Friday’s Capitol Connection breakfast at the Rutherford County Chamber of Commerce brought together the county’s state legislative delegation to discuss issues coming before the Tennessee General Assembly that affect area small businesses.
State Sen. Bill Ketron (R-Murfreesboro) began the discussion with an update of state revenue projections and the current unemployment rate.
He said year-to-date revenues exceed budget projections by $251 million and the unemployment rate in Tennessee dropped to 8.2 percent in January, 3/10 of 1 percent lower than the national average.
State Sen. Jim Tracy (R-Shelbyville) echoed Ketron’s positive economic outlook, informing the audience that the U.S. Chamber of Commerce recently ranked Tennessee first in the nation for low taxes and regulatory climate.
State Reps. Mike Sparks (R-Smyrna) and Rick Womick (R-Rockvale) both noted the tight constraints being placed on state funding during the economic downturn.
“If there’s a fiscal note on any of these bills, they’re not going anywhere,” Womick said.
Sparks, though, offered one budget item which he considered a top priority.
“The Motlow expansion should be the first priority for this delegation,” he said.
He also cited the expansion of the definition for illegal synthetic drugs as a priority in combating their sale and use.
Womick said his priority during this session is making sure changes are made to the new teacher evaluation system in Tennessee’s public schools.
“My passion: teachers,” he said.
Womick has sponsored a non-binding resolution requesting the state’s Board of Education to revamp the evaluation system, reducing the number of required evaluations and seeking more input from teachers.
Local attorney Bricke Murfree asked the delegation about its effort to reduce or eliminate the Hall Income Tax and Estate Tax.
“I represent clients who are considering whether to stay in Tennessee or move to states such as Florida in order to escape these taxes on their estates once they pass away.” Murfree said. “Should our citizens have to choose where they die?”
State Rep. Joe Carr (R-Lascassas) responded he is seeking in the short term a reduction in the estate tax, but that his longterm goal is ending the tax altogether.

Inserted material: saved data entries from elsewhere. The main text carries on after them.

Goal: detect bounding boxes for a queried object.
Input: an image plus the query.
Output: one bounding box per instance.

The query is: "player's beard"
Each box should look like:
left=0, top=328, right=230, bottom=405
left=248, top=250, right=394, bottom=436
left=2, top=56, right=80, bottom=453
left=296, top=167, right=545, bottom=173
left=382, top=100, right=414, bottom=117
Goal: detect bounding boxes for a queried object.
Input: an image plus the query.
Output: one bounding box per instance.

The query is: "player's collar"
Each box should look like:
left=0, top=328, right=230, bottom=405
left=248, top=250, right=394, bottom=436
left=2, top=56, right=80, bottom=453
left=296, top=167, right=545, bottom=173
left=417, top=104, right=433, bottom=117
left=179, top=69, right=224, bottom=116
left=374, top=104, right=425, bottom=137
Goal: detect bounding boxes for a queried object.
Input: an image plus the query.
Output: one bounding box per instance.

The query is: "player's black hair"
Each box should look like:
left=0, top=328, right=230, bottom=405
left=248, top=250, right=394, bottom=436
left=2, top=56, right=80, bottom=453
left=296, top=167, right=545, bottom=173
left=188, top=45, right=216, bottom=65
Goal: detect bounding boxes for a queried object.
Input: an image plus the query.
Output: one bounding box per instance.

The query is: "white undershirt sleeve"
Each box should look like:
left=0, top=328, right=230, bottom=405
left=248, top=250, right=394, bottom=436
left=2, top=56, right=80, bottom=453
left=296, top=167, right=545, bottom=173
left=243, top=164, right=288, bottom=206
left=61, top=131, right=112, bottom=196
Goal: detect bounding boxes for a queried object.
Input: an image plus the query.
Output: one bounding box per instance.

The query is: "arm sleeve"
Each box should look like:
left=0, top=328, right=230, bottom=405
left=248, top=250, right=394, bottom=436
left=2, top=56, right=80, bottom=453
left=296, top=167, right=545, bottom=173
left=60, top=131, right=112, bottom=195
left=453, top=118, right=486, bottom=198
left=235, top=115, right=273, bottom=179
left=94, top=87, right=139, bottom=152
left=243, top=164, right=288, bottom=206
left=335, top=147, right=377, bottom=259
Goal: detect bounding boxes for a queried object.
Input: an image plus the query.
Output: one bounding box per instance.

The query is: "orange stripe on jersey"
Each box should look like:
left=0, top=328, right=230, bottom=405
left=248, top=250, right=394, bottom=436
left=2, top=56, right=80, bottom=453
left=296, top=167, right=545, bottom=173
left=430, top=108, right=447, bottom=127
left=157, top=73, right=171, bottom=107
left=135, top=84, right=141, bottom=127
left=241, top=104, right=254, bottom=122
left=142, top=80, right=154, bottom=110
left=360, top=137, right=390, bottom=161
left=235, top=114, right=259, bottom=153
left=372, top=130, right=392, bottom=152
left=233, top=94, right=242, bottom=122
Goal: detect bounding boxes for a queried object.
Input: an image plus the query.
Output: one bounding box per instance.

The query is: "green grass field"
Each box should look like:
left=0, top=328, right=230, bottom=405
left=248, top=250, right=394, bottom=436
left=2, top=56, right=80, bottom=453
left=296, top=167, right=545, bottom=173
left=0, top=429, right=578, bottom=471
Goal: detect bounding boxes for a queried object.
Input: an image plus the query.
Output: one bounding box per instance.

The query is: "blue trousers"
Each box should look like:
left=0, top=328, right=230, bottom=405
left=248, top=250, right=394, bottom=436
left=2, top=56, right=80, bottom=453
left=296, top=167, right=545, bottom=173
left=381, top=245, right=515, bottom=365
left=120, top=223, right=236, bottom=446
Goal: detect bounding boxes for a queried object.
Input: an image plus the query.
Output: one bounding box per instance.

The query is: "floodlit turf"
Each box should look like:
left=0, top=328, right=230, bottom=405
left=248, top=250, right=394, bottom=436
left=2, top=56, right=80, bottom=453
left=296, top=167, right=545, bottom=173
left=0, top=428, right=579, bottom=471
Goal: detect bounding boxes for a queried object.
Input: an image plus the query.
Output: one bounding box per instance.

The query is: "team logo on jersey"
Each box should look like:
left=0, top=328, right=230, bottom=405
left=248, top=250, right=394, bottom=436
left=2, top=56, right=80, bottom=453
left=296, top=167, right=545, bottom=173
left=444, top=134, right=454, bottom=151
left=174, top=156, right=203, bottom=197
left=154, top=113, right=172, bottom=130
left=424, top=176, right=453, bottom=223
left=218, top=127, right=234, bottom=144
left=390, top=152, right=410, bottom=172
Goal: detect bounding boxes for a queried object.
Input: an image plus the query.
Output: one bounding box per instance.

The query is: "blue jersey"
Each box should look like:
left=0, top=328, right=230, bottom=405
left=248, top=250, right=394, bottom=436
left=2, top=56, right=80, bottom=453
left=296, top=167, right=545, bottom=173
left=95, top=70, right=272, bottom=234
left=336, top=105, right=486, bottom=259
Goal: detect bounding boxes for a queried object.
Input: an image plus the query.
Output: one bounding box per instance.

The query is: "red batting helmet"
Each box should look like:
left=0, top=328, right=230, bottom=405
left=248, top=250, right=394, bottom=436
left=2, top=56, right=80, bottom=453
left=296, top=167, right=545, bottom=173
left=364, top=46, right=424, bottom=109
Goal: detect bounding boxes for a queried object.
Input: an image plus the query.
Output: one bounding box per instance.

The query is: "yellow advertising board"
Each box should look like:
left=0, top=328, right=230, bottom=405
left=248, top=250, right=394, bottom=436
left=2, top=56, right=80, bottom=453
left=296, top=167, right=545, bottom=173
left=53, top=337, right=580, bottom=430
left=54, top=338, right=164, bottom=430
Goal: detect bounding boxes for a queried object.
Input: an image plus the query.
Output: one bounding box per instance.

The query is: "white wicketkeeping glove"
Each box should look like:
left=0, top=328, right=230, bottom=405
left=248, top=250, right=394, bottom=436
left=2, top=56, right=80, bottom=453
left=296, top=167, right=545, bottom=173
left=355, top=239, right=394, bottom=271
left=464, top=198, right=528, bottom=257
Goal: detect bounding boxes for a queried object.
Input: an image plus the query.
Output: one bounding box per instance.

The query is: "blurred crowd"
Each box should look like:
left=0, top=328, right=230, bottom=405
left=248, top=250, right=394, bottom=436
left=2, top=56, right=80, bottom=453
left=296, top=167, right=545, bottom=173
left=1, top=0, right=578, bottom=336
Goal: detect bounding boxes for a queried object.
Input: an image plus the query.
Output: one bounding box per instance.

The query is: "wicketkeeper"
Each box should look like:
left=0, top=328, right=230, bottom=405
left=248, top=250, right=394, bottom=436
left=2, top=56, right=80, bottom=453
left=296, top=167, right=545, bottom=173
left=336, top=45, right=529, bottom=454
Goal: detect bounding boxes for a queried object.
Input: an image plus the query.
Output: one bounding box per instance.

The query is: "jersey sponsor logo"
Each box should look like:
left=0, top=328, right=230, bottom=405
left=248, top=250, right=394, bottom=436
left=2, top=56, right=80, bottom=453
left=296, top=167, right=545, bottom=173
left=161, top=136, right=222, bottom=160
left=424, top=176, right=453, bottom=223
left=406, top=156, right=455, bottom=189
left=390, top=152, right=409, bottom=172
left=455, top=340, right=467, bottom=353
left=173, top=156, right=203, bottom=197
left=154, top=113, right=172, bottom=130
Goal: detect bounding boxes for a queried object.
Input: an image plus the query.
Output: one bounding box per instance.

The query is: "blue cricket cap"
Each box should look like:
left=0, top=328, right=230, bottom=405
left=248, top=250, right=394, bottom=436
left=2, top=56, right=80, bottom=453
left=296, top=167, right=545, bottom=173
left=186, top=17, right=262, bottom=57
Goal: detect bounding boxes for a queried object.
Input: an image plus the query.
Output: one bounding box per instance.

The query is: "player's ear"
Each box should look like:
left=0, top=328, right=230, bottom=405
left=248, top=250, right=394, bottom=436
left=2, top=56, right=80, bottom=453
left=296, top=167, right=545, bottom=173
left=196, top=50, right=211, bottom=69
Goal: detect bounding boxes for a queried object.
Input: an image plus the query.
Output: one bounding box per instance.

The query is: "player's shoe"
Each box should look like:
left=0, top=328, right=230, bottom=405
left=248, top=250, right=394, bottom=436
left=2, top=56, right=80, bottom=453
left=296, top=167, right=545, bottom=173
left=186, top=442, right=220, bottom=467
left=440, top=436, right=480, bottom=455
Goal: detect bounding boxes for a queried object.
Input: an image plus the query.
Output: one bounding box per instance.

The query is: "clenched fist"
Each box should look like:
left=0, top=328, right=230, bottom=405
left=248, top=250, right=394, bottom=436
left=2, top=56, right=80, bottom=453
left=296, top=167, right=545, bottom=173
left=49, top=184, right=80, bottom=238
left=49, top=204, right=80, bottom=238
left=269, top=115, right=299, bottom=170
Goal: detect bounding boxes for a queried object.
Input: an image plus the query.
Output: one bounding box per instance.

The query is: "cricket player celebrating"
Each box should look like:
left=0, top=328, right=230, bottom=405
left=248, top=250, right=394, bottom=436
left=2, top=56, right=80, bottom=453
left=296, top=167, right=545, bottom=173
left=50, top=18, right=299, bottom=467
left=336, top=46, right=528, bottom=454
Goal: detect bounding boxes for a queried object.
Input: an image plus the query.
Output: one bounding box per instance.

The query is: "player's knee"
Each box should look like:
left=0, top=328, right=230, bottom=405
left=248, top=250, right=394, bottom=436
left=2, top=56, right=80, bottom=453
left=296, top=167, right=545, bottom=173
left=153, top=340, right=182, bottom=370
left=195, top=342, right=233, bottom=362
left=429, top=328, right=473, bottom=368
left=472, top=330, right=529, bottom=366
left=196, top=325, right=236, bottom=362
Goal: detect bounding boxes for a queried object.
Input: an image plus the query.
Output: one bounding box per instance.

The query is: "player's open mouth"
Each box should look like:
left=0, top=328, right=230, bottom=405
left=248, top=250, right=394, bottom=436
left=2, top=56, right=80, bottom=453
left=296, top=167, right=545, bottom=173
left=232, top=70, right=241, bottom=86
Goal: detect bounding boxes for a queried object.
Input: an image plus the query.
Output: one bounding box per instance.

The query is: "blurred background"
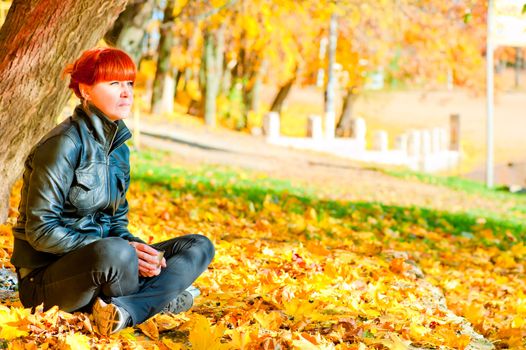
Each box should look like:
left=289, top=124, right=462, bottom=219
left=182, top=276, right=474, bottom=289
left=2, top=0, right=525, bottom=186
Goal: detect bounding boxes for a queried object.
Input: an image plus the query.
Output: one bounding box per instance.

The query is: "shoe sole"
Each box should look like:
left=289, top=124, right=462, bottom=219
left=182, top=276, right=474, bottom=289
left=92, top=298, right=119, bottom=336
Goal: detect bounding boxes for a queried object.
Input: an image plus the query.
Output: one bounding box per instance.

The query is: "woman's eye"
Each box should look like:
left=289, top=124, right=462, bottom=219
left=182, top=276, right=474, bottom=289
left=110, top=81, right=119, bottom=86
left=127, top=81, right=134, bottom=87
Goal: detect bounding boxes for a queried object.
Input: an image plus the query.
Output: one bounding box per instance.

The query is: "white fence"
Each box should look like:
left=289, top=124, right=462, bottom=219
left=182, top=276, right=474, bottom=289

He proposed making up the budget shortfall by expanding the sin tax to include establishments which sell pornography, noting that such establishments lower property values by an estimated 20 to 30 percent.
“This additional tax would raise state revenue by more than $50 million, making the elimination of the estate tax revenue neutral,” he said.
One attendee asked when the State Route 840 project would finally be completed and was informed by Tracy that “a ribbon cutting for the project is scheduled for Dec. 12, 2012.”
“Isn’t that when the world ends?” asked another attendee.
His comment brought uproarious laughter.